As with any couple I feel I've lost a bit of my individuality. I no longer think of nights out unhinged or random excursions with friends. I feel that all of my decisions have to be run through the committee of "us" and "we". Personal time became an asset that once I get I try to hold on to with an iron fist for as long as possible and increasingly become annoyed when it's intruded upon. I don't get that much! The simple things become a game of where can I fit that in so I don't have to ask permission. In the beginning it was more of a chore but through out the years I've let go of that mindset.

How long have we been living together?

Our entire relationship has been living together. So just shy of 6 years.
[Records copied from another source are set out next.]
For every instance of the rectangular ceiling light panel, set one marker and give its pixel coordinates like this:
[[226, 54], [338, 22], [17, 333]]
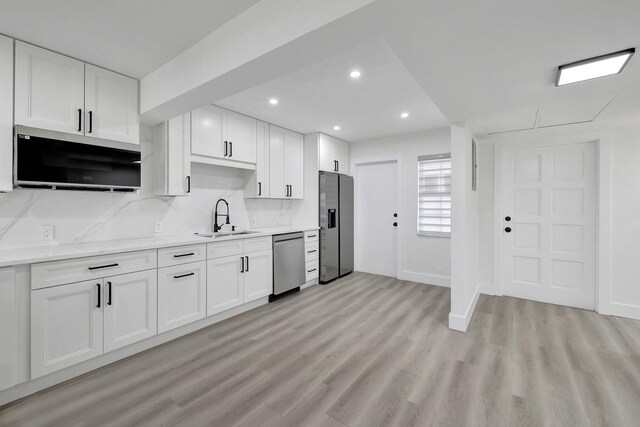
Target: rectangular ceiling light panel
[[593, 68]]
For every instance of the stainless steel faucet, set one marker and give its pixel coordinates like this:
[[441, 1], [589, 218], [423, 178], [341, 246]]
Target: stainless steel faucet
[[217, 227]]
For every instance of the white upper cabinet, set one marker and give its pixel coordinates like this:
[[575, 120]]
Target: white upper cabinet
[[6, 114], [49, 90], [221, 134], [333, 155], [241, 137], [208, 131], [59, 93], [257, 182], [111, 105], [172, 156]]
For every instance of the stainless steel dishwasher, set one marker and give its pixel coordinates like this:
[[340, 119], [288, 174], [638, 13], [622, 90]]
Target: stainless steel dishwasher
[[288, 264]]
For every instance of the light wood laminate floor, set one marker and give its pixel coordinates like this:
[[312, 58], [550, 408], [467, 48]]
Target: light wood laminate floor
[[367, 351]]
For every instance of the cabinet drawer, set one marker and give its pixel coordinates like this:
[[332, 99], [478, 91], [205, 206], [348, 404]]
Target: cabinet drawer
[[222, 249], [311, 250], [312, 269], [46, 274], [258, 244], [311, 236], [181, 255]]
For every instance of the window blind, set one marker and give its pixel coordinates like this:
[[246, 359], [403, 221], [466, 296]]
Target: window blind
[[434, 195]]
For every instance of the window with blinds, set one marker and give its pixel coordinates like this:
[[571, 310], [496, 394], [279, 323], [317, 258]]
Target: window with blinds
[[434, 195]]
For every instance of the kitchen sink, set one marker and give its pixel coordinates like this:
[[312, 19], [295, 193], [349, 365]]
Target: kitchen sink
[[220, 234]]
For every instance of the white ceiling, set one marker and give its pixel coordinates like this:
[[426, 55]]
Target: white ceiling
[[321, 96], [133, 37]]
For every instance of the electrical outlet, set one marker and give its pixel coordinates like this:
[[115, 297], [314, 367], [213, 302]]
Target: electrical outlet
[[46, 232]]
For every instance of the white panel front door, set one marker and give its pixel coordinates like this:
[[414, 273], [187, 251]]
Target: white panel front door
[[377, 191], [549, 224]]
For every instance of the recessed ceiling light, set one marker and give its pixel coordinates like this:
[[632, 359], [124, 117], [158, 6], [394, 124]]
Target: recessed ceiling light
[[593, 68]]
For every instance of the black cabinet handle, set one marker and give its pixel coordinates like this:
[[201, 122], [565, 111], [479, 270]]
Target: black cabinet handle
[[184, 275], [104, 266], [183, 255]]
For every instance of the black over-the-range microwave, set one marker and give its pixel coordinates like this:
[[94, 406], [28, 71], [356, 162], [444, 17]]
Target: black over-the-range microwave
[[48, 159]]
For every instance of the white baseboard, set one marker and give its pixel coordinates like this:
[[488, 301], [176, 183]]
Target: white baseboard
[[459, 322], [428, 279], [38, 384], [625, 310]]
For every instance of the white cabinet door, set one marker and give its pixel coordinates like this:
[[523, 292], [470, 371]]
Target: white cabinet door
[[8, 328], [294, 164], [172, 156], [111, 105], [66, 326], [130, 308], [277, 186], [49, 90], [208, 131], [241, 135], [182, 295], [6, 114], [258, 276], [325, 149], [341, 156], [224, 283]]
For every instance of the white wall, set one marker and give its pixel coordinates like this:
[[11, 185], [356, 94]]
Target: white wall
[[619, 275], [464, 232], [424, 259], [82, 216]]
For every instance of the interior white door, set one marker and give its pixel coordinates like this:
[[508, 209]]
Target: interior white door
[[549, 230], [208, 130], [130, 310], [376, 236], [241, 134], [111, 105], [49, 90], [66, 326]]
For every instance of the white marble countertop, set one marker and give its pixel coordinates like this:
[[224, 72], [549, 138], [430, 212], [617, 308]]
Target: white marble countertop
[[55, 252]]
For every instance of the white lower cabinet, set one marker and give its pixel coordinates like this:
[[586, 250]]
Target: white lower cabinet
[[258, 275], [224, 283], [182, 295], [66, 326], [130, 309], [79, 321]]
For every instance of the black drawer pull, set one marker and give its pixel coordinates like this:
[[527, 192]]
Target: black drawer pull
[[183, 255], [104, 266]]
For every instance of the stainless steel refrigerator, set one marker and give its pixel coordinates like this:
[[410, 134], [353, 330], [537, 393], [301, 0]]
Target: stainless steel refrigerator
[[336, 226]]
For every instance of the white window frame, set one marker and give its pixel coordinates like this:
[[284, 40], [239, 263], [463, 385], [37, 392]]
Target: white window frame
[[437, 158]]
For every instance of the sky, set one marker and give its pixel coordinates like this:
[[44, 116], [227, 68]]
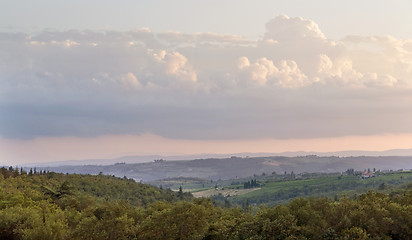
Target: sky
[[105, 79]]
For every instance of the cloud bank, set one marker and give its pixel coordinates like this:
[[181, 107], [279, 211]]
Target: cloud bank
[[294, 82]]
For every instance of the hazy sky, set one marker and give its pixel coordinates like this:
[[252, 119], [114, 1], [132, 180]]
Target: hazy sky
[[96, 79]]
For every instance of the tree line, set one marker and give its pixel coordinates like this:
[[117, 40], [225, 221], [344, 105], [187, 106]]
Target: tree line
[[71, 206]]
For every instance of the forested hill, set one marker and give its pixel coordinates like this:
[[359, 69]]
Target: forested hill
[[233, 167], [42, 205]]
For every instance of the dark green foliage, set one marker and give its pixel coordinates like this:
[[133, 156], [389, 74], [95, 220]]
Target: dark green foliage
[[57, 206]]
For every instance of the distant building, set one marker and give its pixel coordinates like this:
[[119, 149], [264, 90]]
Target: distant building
[[367, 175]]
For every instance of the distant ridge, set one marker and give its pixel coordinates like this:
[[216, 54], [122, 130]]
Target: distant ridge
[[150, 158]]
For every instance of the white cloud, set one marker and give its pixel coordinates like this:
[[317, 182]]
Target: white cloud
[[292, 83], [130, 82]]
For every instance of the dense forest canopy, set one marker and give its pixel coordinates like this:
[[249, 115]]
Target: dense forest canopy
[[47, 205]]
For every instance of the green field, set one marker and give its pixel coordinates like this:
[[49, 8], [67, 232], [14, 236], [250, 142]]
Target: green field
[[277, 191]]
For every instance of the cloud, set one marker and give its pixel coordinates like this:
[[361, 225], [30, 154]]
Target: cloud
[[294, 82], [264, 72]]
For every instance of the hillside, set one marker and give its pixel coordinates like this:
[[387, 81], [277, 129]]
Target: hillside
[[236, 167], [42, 205]]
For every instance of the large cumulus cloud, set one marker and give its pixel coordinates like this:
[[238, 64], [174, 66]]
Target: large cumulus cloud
[[294, 82]]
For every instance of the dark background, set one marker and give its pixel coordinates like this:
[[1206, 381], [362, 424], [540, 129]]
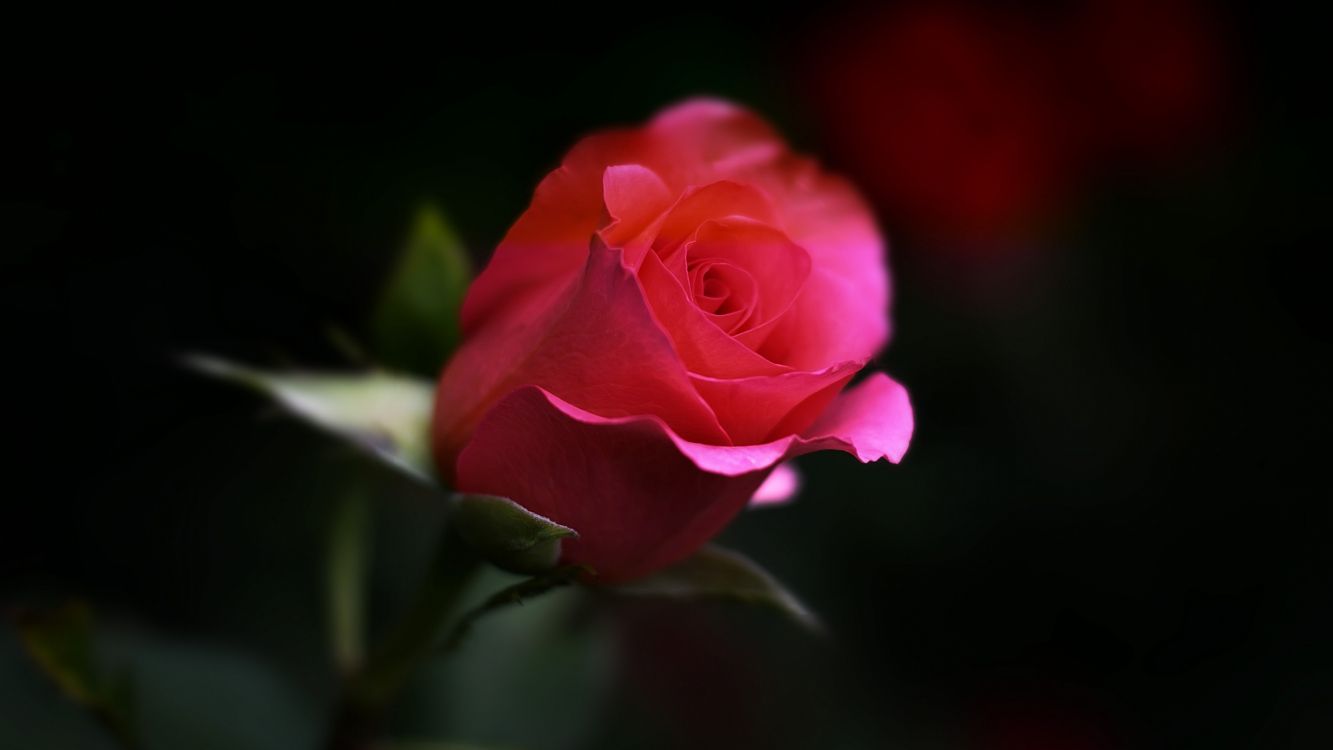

That may be why it's worked out. Developing the relationship while living together meant not having to alter lifestyles of being together while living separately, I expect that's why arranged marriages also work out lol. You don't get to know the person any way other than living with them.


Do I feel as though living together is helping us accomplish something?

Our relationship I feel is solid. I hear other couples argue and fight and we really do none of that. In the beginning there were challenges and I've hurt her emotionally by attempting to hold on to aspects of my single life. I've learned that she's the most important aspect of my life and there isn't much that can shake that or cause me to want to stray. If I were to say anything was accomplished, at least from my perspective I would have to say that it's allowed me to grow the fuck up. Early on a friend told me the key to a successful relationship is to always look at the memories, instead of weighing pros and cons. If the good memories out weigh the bad memories then when you're going through a rough time you always have a way to come back from it. Oppositely, if you can only remember pain then it's not the right relationship for you. So always take and opportunity to do something memorable.


Why not marry?

I'm always asked when I plan on popping the question and my answer is always the same.... WHY? Why is this a goal, why is that something we HAVE to do. I know we probably will get married but it'll be at a time when we're not struggling to pay for it or taking away from building our actual life that's important. If we're to be together I don't feel that there's a rush.